Martin Galevski hat sein Masterstudium in Cambridge absolviert, seine Doktorarbeit in Oxford geschrieben. Nach dem Studium kehrte er in seine Heimat zurück. Jetzt steht er vor der Frage, ob ihm sein Land eine Zukunft bietet:

"Manchmal sagt mir mein Gefühl, dass ich in diesem Land bleiben und mit meiner Ausbildung und Erfahrung etwas bewirken sollte, manchmal sagt es mir aber auch, dass ich das Land so schnell wie möglich verlassen sollte.

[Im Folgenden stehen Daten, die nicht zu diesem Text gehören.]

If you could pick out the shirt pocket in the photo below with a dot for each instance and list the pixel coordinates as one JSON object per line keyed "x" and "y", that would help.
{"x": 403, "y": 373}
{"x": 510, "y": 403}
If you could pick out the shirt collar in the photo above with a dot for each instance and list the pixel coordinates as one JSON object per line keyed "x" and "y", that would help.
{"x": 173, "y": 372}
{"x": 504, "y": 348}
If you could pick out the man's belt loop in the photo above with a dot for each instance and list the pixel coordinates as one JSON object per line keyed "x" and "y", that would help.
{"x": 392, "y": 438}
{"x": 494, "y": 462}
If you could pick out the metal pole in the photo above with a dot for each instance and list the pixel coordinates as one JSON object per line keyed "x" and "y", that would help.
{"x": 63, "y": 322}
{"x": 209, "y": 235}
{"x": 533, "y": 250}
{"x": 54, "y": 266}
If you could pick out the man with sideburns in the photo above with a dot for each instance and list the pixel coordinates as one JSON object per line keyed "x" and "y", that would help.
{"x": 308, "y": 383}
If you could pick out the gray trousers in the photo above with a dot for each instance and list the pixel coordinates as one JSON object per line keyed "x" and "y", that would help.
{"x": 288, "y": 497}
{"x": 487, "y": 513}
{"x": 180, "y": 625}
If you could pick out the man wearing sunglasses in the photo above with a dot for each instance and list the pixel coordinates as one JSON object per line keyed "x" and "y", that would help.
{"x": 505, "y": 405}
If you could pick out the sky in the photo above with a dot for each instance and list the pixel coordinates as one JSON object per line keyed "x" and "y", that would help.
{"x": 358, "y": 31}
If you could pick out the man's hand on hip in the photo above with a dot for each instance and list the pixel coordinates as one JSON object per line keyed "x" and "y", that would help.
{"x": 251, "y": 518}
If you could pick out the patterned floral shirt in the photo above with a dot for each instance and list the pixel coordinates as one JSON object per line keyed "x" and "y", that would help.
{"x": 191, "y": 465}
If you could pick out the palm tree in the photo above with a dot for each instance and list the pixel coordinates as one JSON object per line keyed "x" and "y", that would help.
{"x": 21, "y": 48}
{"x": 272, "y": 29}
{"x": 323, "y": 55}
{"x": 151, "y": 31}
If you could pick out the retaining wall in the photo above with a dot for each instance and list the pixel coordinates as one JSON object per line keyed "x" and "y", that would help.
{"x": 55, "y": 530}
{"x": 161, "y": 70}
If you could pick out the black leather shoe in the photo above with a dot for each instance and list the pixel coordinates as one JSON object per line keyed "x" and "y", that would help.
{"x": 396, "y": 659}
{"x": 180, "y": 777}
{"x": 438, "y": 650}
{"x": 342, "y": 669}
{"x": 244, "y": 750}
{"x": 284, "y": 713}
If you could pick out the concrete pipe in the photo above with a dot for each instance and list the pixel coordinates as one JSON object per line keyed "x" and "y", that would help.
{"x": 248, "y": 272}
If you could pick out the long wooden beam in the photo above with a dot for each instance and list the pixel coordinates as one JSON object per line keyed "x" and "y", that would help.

Ich kann zwar ein gutes Auskommen haben, aber die soziopolitischen Rahmenbedingungen schrecken mich ab: Die endlosen politischen Skandale - Korruptionsskandale - im Land, mangelnde Rechtsstaatlichkeit, das sehr schlechte Gesundheits- und Bildungssystem sowie die Tatsache, dass ich in Skopje lebe, eine der Städte Europas mit der höchsten Luftverschmutzung."

Hilfe kommt von staatlicher Seite

Die Regierung in Nordmazedonien scheint das Problem der Abwanderung junger Menschen erkannt zu haben. Sie hat die Haushaltsausgaben für Jugendprogramme erhöht.

"Wir planen ein bestimmtes Budget für die Jugend und Jugendorganisationen ein - ein Prozent auf zentraler Ebene und 0,5 Prozent auf lokaler Ebene", sagt Darko Kaevski, Leiter des Landesamts für Jugend und Sport.

Unterstützt wird das von der Delegation der Europäischen Union in Skopje, die auch spezielle Jugendprogramme entwickelt.

"Wenn wir helfen, durch Reformen, durch Gespräche, die Situation vor Ort zu verbessern, dann sind die ersten Schritte getan, dass sich Menschen nicht zwangsweise nach einem Leben im Ausland umschauen", erklärt Samuel Zbogar, EU-Botschafter in Nordmazedonien.

Hoffnungen auf EU-Beitrittsverhandlungen

Euronews-Reporter Borjan Jovanovski fasst die Geschehnisse in Skopje zusammen:

"Umfragen haben gezeigt, dass hier mehr als 80 Prozent der jungen Menschen glauben, dass ein EU-Beitritt neue Perspektiven und Möglichkeiten mit sich bringen würde. Nach neun erfolglosen Empfehlungen der Europäischen Kommission für die Aufnahme von Beitrittsverhandlungen besteht die Hoffnung, dass es für die zehnte bei der anstehenden Tagung des Europäischen Rates grünes Licht gibt."